There's truth to 'dead battery bounce' after all (2015) - dcminter
https://theconversation.com/it-turns-out-theres-truth-to-dead-battery-bounce-after-all-38680
======
bxparks
I have switched to using NiMH rechargeables almost exclusively now, even for
low power devices (e.g. remote controls, clocks). The problem I have
encountered with alkaline batteries is that they leak chemicals which can
destroy the electrical contacts and sometimes the entire device. I've never
had a NiMH rechargeable battery leak in the roughly 15-20 years that I've used
them. But I have seen so many alkaline batteries leak that I don't trust them
anymore. Maybe it's my imagination but alkaline batteries seem to leak far
more often today than 10-20 years ago. Is it just me, or are Duracell brand
batteries worse than others in terms of leaking?

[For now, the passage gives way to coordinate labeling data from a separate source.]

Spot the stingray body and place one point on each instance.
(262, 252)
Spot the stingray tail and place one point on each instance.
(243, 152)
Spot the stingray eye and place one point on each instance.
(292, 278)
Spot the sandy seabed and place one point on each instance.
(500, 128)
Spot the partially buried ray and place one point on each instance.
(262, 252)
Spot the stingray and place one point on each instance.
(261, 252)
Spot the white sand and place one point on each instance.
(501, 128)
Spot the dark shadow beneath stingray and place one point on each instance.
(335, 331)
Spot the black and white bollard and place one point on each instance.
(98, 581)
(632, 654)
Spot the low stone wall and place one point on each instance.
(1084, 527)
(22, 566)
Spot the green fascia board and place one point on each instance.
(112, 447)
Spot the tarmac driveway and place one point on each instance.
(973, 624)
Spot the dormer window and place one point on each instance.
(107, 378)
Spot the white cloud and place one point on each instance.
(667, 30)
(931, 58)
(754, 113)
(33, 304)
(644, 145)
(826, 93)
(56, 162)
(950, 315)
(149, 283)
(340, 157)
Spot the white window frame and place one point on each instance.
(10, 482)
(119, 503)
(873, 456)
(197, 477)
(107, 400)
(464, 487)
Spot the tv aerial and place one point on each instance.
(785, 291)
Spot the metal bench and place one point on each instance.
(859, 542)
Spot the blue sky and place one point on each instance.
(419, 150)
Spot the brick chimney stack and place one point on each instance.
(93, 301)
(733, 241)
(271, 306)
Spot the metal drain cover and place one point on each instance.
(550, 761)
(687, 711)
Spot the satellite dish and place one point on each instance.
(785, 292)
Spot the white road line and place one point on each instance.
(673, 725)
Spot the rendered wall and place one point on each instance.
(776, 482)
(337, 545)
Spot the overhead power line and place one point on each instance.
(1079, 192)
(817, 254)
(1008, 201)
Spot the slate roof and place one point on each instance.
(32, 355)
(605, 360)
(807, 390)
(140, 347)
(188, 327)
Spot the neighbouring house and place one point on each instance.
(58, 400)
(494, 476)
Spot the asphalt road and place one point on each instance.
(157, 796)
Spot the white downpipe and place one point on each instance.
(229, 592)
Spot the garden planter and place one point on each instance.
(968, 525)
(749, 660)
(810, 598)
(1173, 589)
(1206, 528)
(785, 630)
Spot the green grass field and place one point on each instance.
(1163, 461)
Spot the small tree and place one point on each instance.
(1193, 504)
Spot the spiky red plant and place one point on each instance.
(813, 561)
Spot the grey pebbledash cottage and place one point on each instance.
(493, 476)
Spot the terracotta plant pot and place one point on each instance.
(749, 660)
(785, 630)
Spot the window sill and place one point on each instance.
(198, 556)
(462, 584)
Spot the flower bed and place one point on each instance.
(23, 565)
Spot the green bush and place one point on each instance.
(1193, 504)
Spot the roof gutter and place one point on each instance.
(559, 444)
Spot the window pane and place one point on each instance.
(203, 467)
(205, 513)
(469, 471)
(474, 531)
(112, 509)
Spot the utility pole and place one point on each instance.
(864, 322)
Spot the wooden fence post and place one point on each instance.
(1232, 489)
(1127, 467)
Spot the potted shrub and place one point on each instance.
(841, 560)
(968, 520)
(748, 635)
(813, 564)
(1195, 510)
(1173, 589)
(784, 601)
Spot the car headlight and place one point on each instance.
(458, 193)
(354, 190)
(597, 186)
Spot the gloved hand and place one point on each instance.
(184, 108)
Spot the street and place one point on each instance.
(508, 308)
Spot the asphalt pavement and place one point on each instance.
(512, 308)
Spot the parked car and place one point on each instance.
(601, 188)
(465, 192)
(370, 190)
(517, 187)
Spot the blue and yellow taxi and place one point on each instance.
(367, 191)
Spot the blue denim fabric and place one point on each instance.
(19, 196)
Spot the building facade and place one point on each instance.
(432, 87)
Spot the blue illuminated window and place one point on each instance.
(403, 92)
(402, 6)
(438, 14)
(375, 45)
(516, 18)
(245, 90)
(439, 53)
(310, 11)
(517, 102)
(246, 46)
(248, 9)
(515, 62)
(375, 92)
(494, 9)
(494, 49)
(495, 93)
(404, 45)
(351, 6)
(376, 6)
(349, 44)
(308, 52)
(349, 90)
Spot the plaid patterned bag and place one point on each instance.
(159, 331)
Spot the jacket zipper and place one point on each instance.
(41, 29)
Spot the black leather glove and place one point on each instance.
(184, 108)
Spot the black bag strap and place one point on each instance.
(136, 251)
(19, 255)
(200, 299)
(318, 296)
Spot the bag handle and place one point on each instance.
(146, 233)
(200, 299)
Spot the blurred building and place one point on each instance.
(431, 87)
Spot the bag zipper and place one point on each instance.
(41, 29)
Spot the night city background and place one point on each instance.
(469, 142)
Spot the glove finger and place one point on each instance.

The traditional argument for not using rechargeables on low-power devices is
that the self-discharge rate for the rechargeable battery is higher than the
power consumption of the device itself. However, some NiMH batteries (e.g
Eneloop, [https://eneloop101.com/](https://eneloop101.com/)) seem to use a
special chemistry that results in only a 30% discharge after 10 years. I use
the Eneloop brand pretty much exclusively. I think the extra cost of the
rechargeable batteries have more than paid for themselves by avoid the damage
caused by leaking alkaline batteries. The cost of NiMH batteries are now low
enough that they may be far cheaper than alkaline batteries for almost all
applications.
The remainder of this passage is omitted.